Where It Goes From Here
In an interview with SwissInfo.ch, OECD tax czar Saint-Amans portrayed his organization — funded in large part by $100 million annually from U.S. taxpayers — as a global authority. “The beauty of international organizations is that we oversee relations between nations and the differences between states,” he boasted, though it was not clear where the OECD had any sort of mandate to “oversee” relations between governments.
With the unaccountable bureaucrats at globalist institutions almost always more than happy to trample individual rights and siphon more wealth out of the productive sector, little to no official opposition is expected to any of the ongoing plots to quietly erect, piece by piece, a global tax regime. Plus, powerful socialist forces and tax-funded “non-governmental organizations” are already working overtime to make sure the global tax regime and all that it entails can move forward.
Because the OECD, the G-20, and other forces seeking to foist the global FATCA, GATCA, and taxation regimes on the world are largely unaccountable to the public, stopping the scheme will be tough at this point.
If and when it goes into effect, governments all over the world will have instant access to people’s most sensitive financial records, including bank accounts, assets, income, insurance, interest paid, capital gains, property ownership, investments, sale of real estate, and more. And the age-old notion of innocent until proven guilty is being flipped on its head, with authorities searching through people’s highly personal information in search of potential crimes without warrants or even suspicion.
Escape will become virtually impossible for the poor, middle, and upper-middle classes. However, as multiple analysts have already pointed out, there will be more than enough loopholes in the new world taxation regime for the truly mega-wealthy members of the global establishment to protect their own wealth from outright confiscation. The rest of humanity, though, will suffer the consequences if the brakes are not slammed on the scheme very soon.

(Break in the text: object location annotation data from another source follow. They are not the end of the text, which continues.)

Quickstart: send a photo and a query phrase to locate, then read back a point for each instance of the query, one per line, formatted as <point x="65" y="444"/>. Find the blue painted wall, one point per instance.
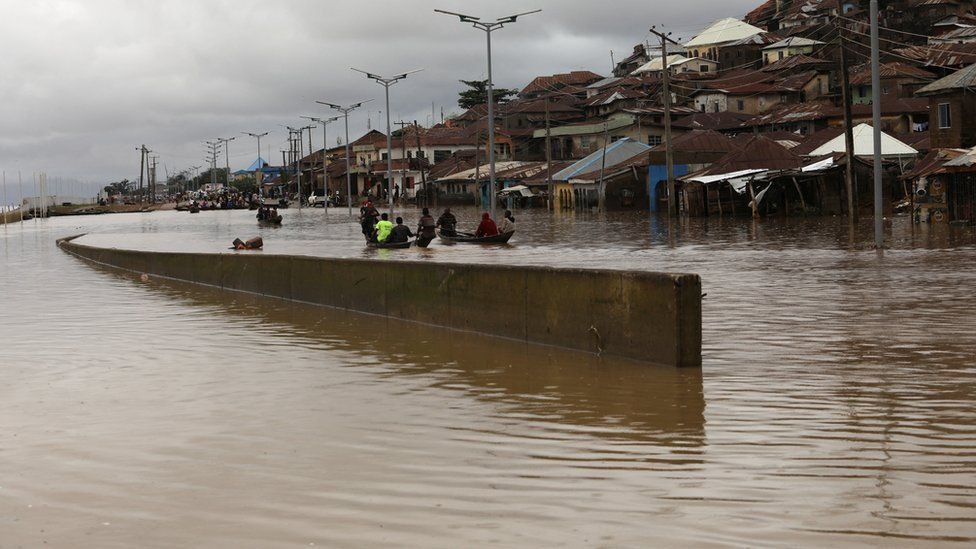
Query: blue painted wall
<point x="659" y="172"/>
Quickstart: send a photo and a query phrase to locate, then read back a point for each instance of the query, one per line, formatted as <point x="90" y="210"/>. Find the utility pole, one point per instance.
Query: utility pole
<point x="226" y="141"/>
<point x="152" y="180"/>
<point x="403" y="171"/>
<point x="550" y="202"/>
<point x="213" y="147"/>
<point x="142" y="167"/>
<point x="669" y="150"/>
<point x="258" y="179"/>
<point x="848" y="130"/>
<point x="488" y="28"/>
<point x="420" y="165"/>
<point x="325" y="146"/>
<point x="876" y="104"/>
<point x="345" y="113"/>
<point x="386" y="83"/>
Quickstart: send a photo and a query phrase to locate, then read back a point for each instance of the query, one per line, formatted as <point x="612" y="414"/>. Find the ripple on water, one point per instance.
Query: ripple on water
<point x="835" y="405"/>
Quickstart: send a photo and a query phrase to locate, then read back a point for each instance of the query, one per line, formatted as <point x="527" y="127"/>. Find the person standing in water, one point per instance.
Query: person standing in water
<point x="426" y="229"/>
<point x="447" y="223"/>
<point x="487" y="226"/>
<point x="383" y="228"/>
<point x="507" y="224"/>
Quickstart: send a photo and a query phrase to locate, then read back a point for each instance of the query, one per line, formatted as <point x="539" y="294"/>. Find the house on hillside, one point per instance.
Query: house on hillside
<point x="952" y="103"/>
<point x="742" y="177"/>
<point x="574" y="83"/>
<point x="691" y="152"/>
<point x="626" y="66"/>
<point x="794" y="45"/>
<point x="898" y="79"/>
<point x="709" y="42"/>
<point x="676" y="64"/>
<point x="746" y="52"/>
<point x="607" y="172"/>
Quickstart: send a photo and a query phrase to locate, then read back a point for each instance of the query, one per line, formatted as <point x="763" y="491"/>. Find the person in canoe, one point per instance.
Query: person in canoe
<point x="383" y="228"/>
<point x="426" y="229"/>
<point x="400" y="232"/>
<point x="447" y="223"/>
<point x="487" y="226"/>
<point x="368" y="217"/>
<point x="507" y="224"/>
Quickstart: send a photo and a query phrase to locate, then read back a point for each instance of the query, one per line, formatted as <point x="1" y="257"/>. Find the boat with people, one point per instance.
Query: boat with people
<point x="388" y="245"/>
<point x="268" y="216"/>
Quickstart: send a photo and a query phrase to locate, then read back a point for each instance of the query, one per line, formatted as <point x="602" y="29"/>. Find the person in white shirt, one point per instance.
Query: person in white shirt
<point x="507" y="224"/>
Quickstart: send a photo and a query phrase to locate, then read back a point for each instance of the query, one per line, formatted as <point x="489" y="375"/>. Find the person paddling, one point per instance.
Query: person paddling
<point x="507" y="224"/>
<point x="447" y="223"/>
<point x="426" y="229"/>
<point x="400" y="233"/>
<point x="383" y="228"/>
<point x="487" y="226"/>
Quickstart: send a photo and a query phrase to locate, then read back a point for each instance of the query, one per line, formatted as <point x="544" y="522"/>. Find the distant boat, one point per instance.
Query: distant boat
<point x="468" y="238"/>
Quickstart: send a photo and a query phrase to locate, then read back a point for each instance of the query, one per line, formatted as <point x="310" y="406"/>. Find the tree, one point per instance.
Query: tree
<point x="478" y="94"/>
<point x="119" y="187"/>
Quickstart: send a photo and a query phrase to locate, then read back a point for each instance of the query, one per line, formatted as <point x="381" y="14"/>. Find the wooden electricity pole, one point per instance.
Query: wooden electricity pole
<point x="669" y="150"/>
<point x="550" y="203"/>
<point x="848" y="129"/>
<point x="420" y="164"/>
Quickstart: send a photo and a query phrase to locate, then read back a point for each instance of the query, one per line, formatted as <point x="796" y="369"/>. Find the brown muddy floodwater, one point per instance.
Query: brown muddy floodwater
<point x="836" y="405"/>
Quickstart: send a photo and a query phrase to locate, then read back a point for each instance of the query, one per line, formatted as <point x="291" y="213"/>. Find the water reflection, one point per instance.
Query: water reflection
<point x="606" y="397"/>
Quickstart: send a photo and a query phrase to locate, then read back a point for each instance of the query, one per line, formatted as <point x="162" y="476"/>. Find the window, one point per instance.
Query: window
<point x="945" y="116"/>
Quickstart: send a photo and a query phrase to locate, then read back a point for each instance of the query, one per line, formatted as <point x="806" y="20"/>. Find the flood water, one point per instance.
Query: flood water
<point x="836" y="405"/>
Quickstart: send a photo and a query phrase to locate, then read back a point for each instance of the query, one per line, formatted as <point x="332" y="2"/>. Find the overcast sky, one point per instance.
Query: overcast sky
<point x="85" y="82"/>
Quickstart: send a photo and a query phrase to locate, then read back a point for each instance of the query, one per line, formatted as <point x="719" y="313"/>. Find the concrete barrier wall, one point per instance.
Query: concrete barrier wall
<point x="651" y="317"/>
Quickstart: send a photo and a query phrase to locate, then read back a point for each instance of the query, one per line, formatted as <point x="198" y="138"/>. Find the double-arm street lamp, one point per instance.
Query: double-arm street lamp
<point x="226" y="141"/>
<point x="325" y="146"/>
<point x="257" y="176"/>
<point x="386" y="83"/>
<point x="345" y="113"/>
<point x="477" y="23"/>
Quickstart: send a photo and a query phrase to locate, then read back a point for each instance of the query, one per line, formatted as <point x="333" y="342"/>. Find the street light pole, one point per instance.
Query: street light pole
<point x="214" y="148"/>
<point x="345" y="113"/>
<point x="258" y="175"/>
<point x="876" y="120"/>
<point x="226" y="141"/>
<point x="488" y="28"/>
<point x="325" y="145"/>
<point x="386" y="83"/>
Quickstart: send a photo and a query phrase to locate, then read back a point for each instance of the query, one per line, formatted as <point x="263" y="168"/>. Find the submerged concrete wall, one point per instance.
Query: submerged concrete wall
<point x="651" y="317"/>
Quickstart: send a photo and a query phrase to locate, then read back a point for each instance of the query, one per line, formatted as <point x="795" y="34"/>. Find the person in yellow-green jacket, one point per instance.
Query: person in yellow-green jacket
<point x="383" y="228"/>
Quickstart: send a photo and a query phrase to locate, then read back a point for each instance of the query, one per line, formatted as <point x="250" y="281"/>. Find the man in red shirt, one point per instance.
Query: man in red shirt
<point x="487" y="226"/>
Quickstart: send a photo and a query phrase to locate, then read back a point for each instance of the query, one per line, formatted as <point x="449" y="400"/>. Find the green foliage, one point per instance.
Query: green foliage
<point x="477" y="94"/>
<point x="119" y="187"/>
<point x="246" y="184"/>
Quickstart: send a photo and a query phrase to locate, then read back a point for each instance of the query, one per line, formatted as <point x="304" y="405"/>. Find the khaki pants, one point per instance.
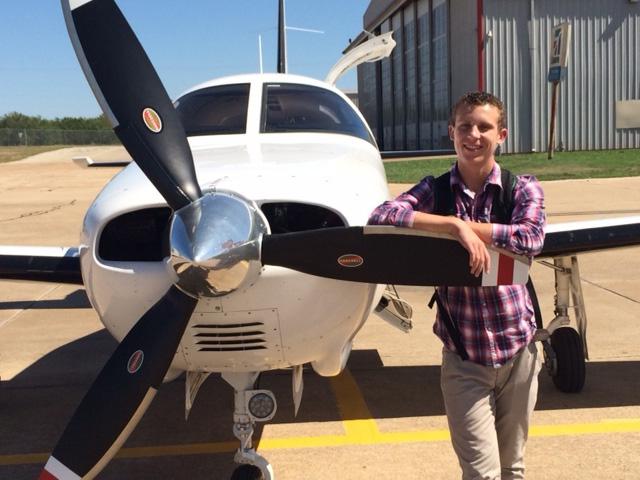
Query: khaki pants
<point x="488" y="410"/>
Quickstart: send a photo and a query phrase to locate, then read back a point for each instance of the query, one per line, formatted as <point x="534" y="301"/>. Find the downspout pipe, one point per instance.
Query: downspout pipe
<point x="480" y="42"/>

Historically, the U.S. government has largely resisted the OECD’s efforts to “harmonize” global taxation policy — at least tepidly. Under the Obama administration, however, the global plot has received among its biggest boosts thus far with the adoption of FATCA and the administration’s full-blown open support for all of the key globalist talking points — automatic information exchange, global minimum taxes, giving up sovereignty, global warming-related wealth redistribution, and more.
Critics of the machinations say the best methods of fighting back, for now at least, include raising awareness of what policymakers are doing and urging lawmakers to put an end to the lawless schemes. Stopping all funding to the OECD would be a good start, too, and an easy one if Congress would take action.
Now in public view, the pieces of the New World Tax regime are already falling into place. With firm resistance, though, the emerging planetary taxation regime can still be stopped — along with everything such a terrifying scheme would entail.”
It is important to note that in the IGA wording that Canada signed it is emphasized that the IGA “adheres to OECD guidelines”.
I cannot think of anyone, once they have read these articles through, who would not rush to both movements and donate.
It is IMPERATIVE that these schemes be stopped dead in their tracks.
Our own effort and that of Lee and Bopp and Yue, although behind ours, is also very important, for it will hit the beast in it’s own den.
And a two pronged assault is a very good start.